Monday, February 1, 2010

EDUCATION - A BROAD CHURCH WITH HIDDEN GEMS

We entertained on Saturday evening. We hadn't met our friend's female partner before but we're very interested to meet her as she started a 'Montessori' school about 25 years ago and it continues to thrive.
What is a 'Montessori' school, you may be thinking.

By coincidence, we had recently seen the french film, The Class, about the jungle and battleground that is secondary education in inner city french secondary schools. No different from many of our own. Defensive, unruly, demoralising, sullen environments in which no one is in control and there is a 'slow-burn war of attrition between teachers and a minority of disruptive kids where the few often manage to prevent the education of the many from reaching their potential. Brilliant film but with a dark message.

Montessori' is not a trademark or a brand, but a teaching method developed by the Italian physician and educator, Maria Montessori, who died in 1952. She believed that we should support children to explore and use thier inner natural guidance for self-directed development. The method can be applied to children from 2 years old up to 13 years of age.

We were intrigued and our guest, whom we will call 'Maria' without being preachy or sententious, fielded our questions impressively. The whole experience, it seems, of children in such a school is one where the child's true interests are focussed on and nurtured while the child remains interested in them and until the child wants to move on, not the teacher.

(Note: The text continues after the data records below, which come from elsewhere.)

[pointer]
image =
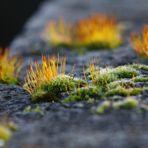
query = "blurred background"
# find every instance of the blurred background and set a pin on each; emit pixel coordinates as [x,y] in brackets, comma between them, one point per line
[13,15]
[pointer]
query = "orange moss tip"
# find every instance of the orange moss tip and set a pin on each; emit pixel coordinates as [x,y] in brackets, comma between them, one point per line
[9,67]
[140,42]
[37,75]
[98,31]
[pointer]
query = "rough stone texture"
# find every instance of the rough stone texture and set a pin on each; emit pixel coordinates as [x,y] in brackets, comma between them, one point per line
[74,125]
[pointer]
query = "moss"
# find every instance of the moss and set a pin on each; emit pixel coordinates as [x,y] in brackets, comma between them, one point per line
[52,90]
[125,72]
[36,109]
[140,79]
[5,133]
[85,93]
[104,78]
[128,103]
[121,91]
[103,107]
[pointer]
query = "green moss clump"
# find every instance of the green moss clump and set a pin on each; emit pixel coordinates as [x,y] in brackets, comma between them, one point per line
[84,93]
[36,109]
[125,72]
[122,83]
[103,107]
[128,103]
[52,90]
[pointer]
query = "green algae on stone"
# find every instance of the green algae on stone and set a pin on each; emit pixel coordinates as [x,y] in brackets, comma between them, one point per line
[128,103]
[52,90]
[36,109]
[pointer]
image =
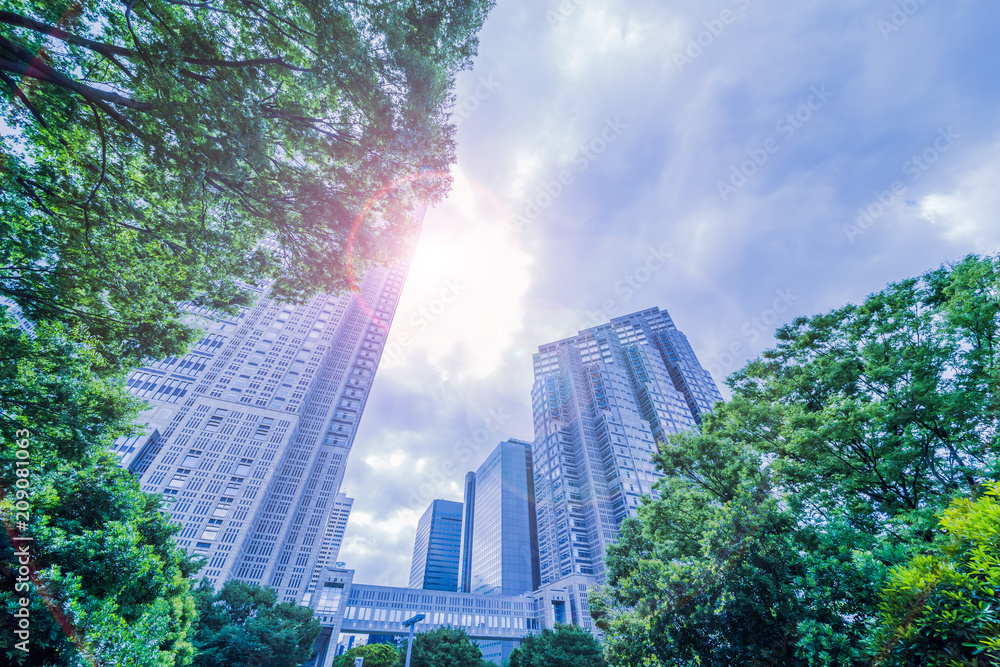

A recipe for disaster, you may think, but this is a school which has consistently been given top marks on inspection and whose children when moving on to secondary schools or higher education achieve high standards and are seen as well-rounded a extremely literate and confident young people.

This was a dinner party, not a press conference, and so we didn't linger too long on the topic but, having spent an evening with 'Maria' we were very impressed and both felt that we wanted to be whisked back 50 years in a time machine and implore our parents to get us into such a school. Simplistic? Possibly. However I have no doubt that there are many children for whom mainstream schooling is anathema and for whom this alternative would be a lifesaver, giving them a touchstone, some bedrock for their self esteem and confidence for the rest of their lives.

Our friend's school is clearly run on a modest budget but amazingly there are many volunteers, some of them professional people, giving expert help, support and guidance, for nothing, simply because of their belief in the project.

It was uplifting to hear such a hopeful message on a cold January evening as we extricate ourselves from another winter.

In our next lifetime, that's where we're heading!